To sync the local expofiles directory back to the server after you have edited updates (e.g. scanned some hand-drawn surveys into expofiles/surveyscans/ (but only if your machine runs Linux):

rsync -nazv --delete-after /home/expo/expofiles/surveyscans/2019/ expo@expo.survex.com:expofiles/surveyscans/2019
then CHECK that the list of files it produces matches the ones you absolutely intend to delete forever! ONLY THEN do it without the "-n" option. "-n" is the same as "--dry-run" which shows you the overwriting changes but doesn't actually do them.

Note that the target folder has no trailing slash but that the source folder does. Important.

Always:

(do be incredibly careful not to delete piles of stuff then rsync back, or to get the directory level of the command wrong - as it'll all get deleted on the server too, and we will not have backups if these are recent files!). It's absolutely vital to use rsync --dry-run --delete-after first to check what would be deleted.
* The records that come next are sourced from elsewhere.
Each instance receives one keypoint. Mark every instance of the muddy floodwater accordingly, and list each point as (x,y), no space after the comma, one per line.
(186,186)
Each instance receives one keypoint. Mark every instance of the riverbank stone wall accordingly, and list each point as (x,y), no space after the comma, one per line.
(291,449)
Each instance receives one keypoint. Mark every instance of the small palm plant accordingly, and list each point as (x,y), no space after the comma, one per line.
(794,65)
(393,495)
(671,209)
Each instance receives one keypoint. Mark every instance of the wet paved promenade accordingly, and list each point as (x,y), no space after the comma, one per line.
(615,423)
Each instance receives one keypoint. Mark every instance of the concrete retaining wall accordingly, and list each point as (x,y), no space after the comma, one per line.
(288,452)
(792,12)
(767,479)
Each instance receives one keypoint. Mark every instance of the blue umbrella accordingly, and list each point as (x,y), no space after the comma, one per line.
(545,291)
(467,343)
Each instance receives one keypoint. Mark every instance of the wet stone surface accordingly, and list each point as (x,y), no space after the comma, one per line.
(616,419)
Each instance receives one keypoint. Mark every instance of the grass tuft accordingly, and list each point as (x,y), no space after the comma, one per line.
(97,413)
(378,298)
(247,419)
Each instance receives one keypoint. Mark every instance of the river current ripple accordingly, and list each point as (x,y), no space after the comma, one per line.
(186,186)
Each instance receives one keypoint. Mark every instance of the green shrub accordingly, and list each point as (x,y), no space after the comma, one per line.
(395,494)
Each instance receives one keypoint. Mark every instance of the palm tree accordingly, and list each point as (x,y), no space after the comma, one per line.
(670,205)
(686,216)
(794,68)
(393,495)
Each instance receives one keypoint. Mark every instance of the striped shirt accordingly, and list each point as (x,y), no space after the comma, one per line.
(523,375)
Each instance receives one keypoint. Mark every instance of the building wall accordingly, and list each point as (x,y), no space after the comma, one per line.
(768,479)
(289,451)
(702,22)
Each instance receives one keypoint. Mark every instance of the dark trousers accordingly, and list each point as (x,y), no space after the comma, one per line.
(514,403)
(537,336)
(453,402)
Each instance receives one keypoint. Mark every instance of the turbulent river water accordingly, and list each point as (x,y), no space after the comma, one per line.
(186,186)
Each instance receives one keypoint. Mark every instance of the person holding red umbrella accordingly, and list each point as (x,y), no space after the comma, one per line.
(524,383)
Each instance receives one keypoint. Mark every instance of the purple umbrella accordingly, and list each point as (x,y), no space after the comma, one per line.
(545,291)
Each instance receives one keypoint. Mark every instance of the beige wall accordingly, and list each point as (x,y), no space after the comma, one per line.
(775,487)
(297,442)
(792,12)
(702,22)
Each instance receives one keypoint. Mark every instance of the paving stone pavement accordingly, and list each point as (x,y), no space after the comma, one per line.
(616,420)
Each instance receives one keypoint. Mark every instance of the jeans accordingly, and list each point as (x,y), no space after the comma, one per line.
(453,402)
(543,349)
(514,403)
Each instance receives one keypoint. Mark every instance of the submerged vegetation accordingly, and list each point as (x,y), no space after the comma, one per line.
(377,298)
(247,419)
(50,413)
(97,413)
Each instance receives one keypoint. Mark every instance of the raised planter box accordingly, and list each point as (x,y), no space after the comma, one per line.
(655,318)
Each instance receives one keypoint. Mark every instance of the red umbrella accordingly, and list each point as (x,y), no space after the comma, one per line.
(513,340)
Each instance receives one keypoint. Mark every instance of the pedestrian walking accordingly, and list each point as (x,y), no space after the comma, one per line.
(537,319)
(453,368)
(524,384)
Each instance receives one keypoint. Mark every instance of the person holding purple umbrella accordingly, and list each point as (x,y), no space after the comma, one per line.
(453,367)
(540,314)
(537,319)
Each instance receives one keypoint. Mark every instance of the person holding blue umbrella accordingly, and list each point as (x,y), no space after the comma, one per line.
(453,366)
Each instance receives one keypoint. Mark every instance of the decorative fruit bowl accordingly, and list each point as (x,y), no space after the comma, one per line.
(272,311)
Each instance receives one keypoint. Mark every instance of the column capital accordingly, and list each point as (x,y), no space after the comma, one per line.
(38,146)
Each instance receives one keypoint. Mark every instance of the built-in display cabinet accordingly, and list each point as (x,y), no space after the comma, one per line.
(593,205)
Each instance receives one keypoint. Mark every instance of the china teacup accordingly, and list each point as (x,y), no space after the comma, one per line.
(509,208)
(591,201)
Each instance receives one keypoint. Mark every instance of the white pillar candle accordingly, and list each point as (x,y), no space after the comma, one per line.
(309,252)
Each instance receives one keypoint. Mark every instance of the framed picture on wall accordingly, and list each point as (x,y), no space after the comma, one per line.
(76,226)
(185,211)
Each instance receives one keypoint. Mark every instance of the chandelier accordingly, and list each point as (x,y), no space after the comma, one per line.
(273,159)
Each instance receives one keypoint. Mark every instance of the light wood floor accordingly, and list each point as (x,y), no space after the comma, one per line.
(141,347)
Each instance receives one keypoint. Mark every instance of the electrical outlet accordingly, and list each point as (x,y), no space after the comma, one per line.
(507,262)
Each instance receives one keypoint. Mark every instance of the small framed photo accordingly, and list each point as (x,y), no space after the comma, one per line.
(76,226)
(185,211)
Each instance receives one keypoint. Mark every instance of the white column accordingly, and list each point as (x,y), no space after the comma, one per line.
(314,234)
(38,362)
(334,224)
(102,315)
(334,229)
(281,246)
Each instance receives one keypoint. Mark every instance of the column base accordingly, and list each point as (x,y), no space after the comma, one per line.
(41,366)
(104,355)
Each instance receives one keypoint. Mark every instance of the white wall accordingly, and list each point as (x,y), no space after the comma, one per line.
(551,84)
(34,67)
If your version of rsync produces output for every folder it sees, even if it is not update, then pipe the output through

| grep -v "/$"
to hide the folders which have a termial slash.
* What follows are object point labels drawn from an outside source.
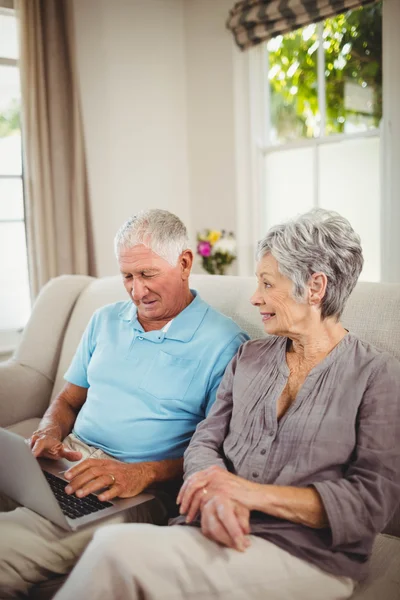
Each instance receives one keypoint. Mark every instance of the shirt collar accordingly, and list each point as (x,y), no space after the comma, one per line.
(183,326)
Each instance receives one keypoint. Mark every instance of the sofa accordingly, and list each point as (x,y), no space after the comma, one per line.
(34,375)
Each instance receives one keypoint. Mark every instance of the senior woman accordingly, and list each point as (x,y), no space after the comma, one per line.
(295,469)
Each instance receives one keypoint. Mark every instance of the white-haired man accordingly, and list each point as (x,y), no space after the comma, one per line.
(145,374)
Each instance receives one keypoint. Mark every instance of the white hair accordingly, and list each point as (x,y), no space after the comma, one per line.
(319,241)
(159,230)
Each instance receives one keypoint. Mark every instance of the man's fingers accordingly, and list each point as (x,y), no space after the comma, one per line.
(214,530)
(195,506)
(243,517)
(192,488)
(71,455)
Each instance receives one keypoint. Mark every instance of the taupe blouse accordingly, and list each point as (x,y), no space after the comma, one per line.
(341,435)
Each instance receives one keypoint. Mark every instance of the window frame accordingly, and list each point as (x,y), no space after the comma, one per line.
(251,91)
(9,338)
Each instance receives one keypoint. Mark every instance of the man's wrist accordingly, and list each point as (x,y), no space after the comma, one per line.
(53,431)
(258,497)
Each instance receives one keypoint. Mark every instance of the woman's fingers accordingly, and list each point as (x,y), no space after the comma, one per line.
(220,521)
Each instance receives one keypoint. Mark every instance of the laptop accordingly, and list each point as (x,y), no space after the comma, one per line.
(39,484)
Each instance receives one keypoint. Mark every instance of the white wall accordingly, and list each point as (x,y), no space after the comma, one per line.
(210,109)
(156,80)
(132,73)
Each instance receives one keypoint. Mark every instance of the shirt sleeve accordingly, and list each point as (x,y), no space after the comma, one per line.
(77,371)
(220,366)
(205,448)
(360,504)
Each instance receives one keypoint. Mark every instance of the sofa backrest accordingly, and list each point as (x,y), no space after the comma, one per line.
(372,313)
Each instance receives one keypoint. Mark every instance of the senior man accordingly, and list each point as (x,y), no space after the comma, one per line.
(145,374)
(295,469)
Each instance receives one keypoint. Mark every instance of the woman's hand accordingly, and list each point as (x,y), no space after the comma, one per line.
(204,485)
(123,480)
(226,522)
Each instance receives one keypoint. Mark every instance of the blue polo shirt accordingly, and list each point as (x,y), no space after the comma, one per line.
(147,391)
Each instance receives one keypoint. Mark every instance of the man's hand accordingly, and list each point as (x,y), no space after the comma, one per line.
(123,480)
(226,522)
(204,485)
(47,444)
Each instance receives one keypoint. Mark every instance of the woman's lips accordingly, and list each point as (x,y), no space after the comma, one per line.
(267,316)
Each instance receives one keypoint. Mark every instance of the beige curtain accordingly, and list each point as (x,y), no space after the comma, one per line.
(55,181)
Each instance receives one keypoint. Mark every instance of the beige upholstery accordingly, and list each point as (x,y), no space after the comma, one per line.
(35,374)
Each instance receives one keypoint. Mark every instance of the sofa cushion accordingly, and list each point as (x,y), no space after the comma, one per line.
(383,582)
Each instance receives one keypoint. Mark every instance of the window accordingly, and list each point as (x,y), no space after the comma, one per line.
(322,111)
(14,297)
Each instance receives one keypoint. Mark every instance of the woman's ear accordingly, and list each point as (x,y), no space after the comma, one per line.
(317,288)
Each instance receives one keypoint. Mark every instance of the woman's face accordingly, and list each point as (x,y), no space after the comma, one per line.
(281,314)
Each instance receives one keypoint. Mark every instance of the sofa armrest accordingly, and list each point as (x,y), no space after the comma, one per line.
(26,380)
(24,393)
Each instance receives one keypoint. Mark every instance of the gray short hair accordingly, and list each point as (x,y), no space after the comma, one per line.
(159,230)
(319,241)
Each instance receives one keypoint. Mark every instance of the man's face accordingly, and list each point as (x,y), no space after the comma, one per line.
(159,290)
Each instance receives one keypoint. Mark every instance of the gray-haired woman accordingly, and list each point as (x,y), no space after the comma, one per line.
(296,465)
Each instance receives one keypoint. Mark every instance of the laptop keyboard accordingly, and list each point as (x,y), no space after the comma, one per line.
(72,506)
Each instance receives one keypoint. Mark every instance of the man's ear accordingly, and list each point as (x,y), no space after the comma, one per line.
(317,288)
(186,263)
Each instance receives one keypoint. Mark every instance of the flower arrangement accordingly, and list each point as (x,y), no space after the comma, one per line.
(217,250)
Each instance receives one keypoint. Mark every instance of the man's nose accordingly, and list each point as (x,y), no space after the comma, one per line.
(138,290)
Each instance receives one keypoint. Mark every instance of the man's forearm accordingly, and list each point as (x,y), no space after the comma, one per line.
(59,418)
(299,505)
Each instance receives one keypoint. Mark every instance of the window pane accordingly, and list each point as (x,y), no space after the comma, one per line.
(11,199)
(8,36)
(14,297)
(10,134)
(293,85)
(350,184)
(353,70)
(289,184)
If you are using rsync from an NTFS folder on a Windows machine (even if you are using WSL to do it) you will not necessarily get all the files cleanly as some legal Linux filenames are incompatible with Windows. What will happen is that

  1. rsync will invisibly change the names as it downloads them from the Linux expo server to your Windows machine, but
  2. then it forgets what it has done and
  3. when you next try to rsynchronise using rsync, it will
  4. re-upload all the renamed files and maybe delete the originals even if you have touched none of them.
  5. This pollutes the server and would break links between survex files and drawings file.
Now there won't be any problems with simple filenames using all lowercase letters and no funny characters (except for "con.jpg" and similar of course*), but we have nothing in place to stop anyone creating (using Linux) an incompatible filename of that sort somewhere in that 40GB or of detecting the problem at the time. So be extra, extra careful and religiously use the -n (DRY RUN) setting and manually check all changes before running rsync without -n.

(We may also have an issue with rsync not using the appropriate user:group attributes for files pushed back to the server. This may not cause any problems, but watch out for it.)

* CON is an MS-DOS identifier for the CONSOLE and it is still an illegal Windows filename. It's not the only thing like that.